Richard Wagner
Né en 1813 à Leipzig en Allemagne, Richard Wagner n'avait pas treize ans qu'il écrivait déjà un monument dramatique, plagiant allègrement Le Roi Lear, Hamlet, Macbeth et Richard III à la sauce Goethe. Au premier acte, il trucide déjà quarante-deux personnages, de sorte qu'il dut les rappeler sous forme de fantômes pour ne pas se retrouver scène vide. Certes, quarante-deux, c'est le chiffre cité par Wagner dans ses mémoires, même si le manuscrit ne totalise que 18 cadavres, à moins qu'il n'ait comptabilisé les spectateurs morts de rire. Dès lors, il décida de mettre ses drames en musique - car, vous l'a-t-on dit, ce premier opus meurtrier n'était pas un opéra mais une tragédie.

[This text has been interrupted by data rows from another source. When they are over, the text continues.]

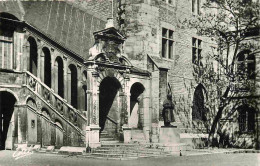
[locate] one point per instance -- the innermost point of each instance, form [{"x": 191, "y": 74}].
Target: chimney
[{"x": 110, "y": 23}]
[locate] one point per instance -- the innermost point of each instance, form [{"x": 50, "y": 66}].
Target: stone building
[{"x": 68, "y": 75}]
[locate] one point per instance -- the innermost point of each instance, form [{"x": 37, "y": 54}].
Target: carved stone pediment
[{"x": 108, "y": 47}]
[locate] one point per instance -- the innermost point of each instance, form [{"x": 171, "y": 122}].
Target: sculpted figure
[{"x": 167, "y": 112}]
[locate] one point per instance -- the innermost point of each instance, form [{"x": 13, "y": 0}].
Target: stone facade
[{"x": 71, "y": 77}]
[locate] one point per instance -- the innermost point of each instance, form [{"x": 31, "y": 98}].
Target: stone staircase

Restait seulement à apprendre la musique puis la composition, le tout en autodidacte, une bagatelle pour cet ogre de création et de travail.
À l'âge de vingt ans, petit employé d'un petit théâtre de province, il était déjà à la tête d'un premier opéra inachevé, d'un deuxième tout aussi raté bien qu'achevé, et qui ne fut jamais joué de son vivant. D'intrigues en supplications, il décrocha un poste de chef d'orchestre dans un théâtre moins riquiqui ; il n'en fallait pas plus pour que Herr Kapellmeister en profite pour moudre illico un nouvel opéra qu'il pourrait monter de ses propres mains dans son théâtre : ce fut La Défense d'aimer (Das Liebesverbot), un navet qui quitta l'affiche après deux représentations. Wagner se retrouvait à la tête d'un humiliant échec et la tête dans les dettes jusqu'au cou, une malédiction qui devait le suivre toute sa vie car il était un véritable panier percé. Sous couvert d'un jupon, il prit ses jambes à son cou et accepta un poste à Riga où ses habitudes n'étaient pas encore connues : la Lettonie allait connaître sa douleur ! Car trois ans plus tard, Wagner s'enfuyait de Riga en laissant sur place suffisamment d'ardoises pour couvrir tous les toits de la ville : la nouvelle étape serait Paris où l'attendait, selon lui, gloire et fortune avec son nouvel opéra Rienzi qu'il comptait bien y faire triompher.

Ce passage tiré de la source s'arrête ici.